Si convencidos estamos de la factibilidad de la radio como dispositivo didáctico, hemos de apropiarnos no del medio en su totalidad, sino de algunas de sus modalidades que puedan funcionar en el medio escolar, aún en el lugar más desprovisto técnicamente.

¿Cuál será, entonces, la intencionalidad y la operatividad que nos aseguran un uso exitoso del medio?

El profesor de una escuela con pocos recursos materiales –como la mayoría en nuestro medio– puede iniciar este trabajo con una grabadora común, dotación de cassettes, materiales de papelería y objetos de uso diario para producir efectos sonoros. La elaboración de los guiones, la selección de voces, el diseño creativo reunirán a todo un equipo desarrollando una serie de capacidades, de redacción, de manipulación, histriónicas, etc.

La siguiente meta sería incrementar el equipo técnico ampliando la cobertura radial, la cual, de operar inicialmente en el aula, pasará a conectarse al equipo de sonido y transmitirá entonces mensajes para toda la comunidad escolar. Como órgano de difusión, este taller cumplirá un alto cometido, pero además será reforzador de contenidos curriculares y extracurriculares y motivador de nuevas situaciones de aprendizaje.

Cabe señalar que el uso de algunas modalidades de la radiodifusión en el contexto escolar, no excluye la necesidad de que los educadores tengamos acceso al medio en cuanto empresa particular o institucional; es decir, proyectos con un claro sentido educacional a los micrófonos de las radiodifusoras locales, proyectar las acciones de la escuela hacia la comunidad usando este valioso medio de comunicación de manera más efectiva. En este sentido, la "Ley de radiodifusión" señala la obligatoriedad para las radioemisoras y televisoras de conceder tiempo de transmisión para el estado. Este precepto no se cumple en forma completa ya sea porque las emisoras conceden tiempos de poca audiencia o porque no existen programas de calidad educativa susceptibles de transmitirse. Los profesores lamentamos la influencia nociva ejercida por los medios en la mente de nuestros educandos, pero no hemos sido capaces de aprovechar las bondades de estos en provecho de la educación.

Por último, conviene hacer otra reflexión en pos del uso educativo de los medios de difusión: para que el medio en general pueda llamarse didáctico no sólo debe tener la intencionalidad, "hay que añadir la necesidad de que se obligue el profesor a reflexionar sobre la práctica educativa concreta y, como consecuencia de ello, descubrir cuáles son sus necesidades reales con relación a ese medio, qué es lo que pide de él, qué lugar va a ocupar dentro de su diseño, qué función va a cubrir y cuáles son las modificaciones metodológicas que tiene que introducir y, por tanto, que tipo de previsiones debe considerar".(4)
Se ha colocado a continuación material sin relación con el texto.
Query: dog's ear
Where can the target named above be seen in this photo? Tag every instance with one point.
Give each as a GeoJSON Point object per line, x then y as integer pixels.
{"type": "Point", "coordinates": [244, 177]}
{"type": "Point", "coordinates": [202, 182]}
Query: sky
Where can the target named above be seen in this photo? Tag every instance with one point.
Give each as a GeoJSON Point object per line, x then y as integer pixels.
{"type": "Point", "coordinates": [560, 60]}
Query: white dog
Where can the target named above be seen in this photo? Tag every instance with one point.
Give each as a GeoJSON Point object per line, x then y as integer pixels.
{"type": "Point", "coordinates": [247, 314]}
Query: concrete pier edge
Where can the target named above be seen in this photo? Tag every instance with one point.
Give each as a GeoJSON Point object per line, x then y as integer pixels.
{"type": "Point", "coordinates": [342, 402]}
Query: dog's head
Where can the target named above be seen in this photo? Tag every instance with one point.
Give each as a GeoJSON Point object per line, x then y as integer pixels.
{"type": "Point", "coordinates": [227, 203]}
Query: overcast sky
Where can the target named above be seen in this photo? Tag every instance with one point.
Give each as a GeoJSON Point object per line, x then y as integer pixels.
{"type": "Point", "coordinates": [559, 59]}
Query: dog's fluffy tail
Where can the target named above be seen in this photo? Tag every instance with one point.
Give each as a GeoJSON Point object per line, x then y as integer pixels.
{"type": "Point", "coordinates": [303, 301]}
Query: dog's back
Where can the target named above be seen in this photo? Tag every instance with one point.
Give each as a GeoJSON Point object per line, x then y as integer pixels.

Esto significa que el medio tal como llega a las manos del profesor no puede ser empleado por éste.

Respetando los principios de la educación progresista, fomentando los diferentes modos de participación de los alumnos y entablando una real interacción entre los miembros de la emisión así como entre éstos y los receptores llegaremos de forma más directa a la consecución de metas valiosas para nuestra práctica educativa.

Si los profesionales de los medios aplican sus conocimientos técnicos a la educación y los profesores su saber pedagógico para el diseño de programas educativos a través de la radio, aún mejores resultados se esperan. Las condiciones están dadas; sólo falta tomar "el micrófono por la base".

 

Notas

1. Romo Gil, María Cristina. Introducción al conocimiento y práctica de la radio. Diana. 1987. p. 13.

2. A la fórmula diseñada por Harold Laswell, Curiel agrega el propósito y la forma significativa. Curiel, Fernando. La telaraña magnética o el lenguaje de la radio. Editorial Oasis. México, 1985.

3. Curiel, Fernando. Op. Cit. pp. 15, 16.

4. Martínez Sánchez, Francisco. "Producción de video y televisión con fines educativos y culturales" en: Las nuevas tecnologías de la información en la educación. Juan de Pablos Pons y Carlos Gortari, eds. Madrid, 1991.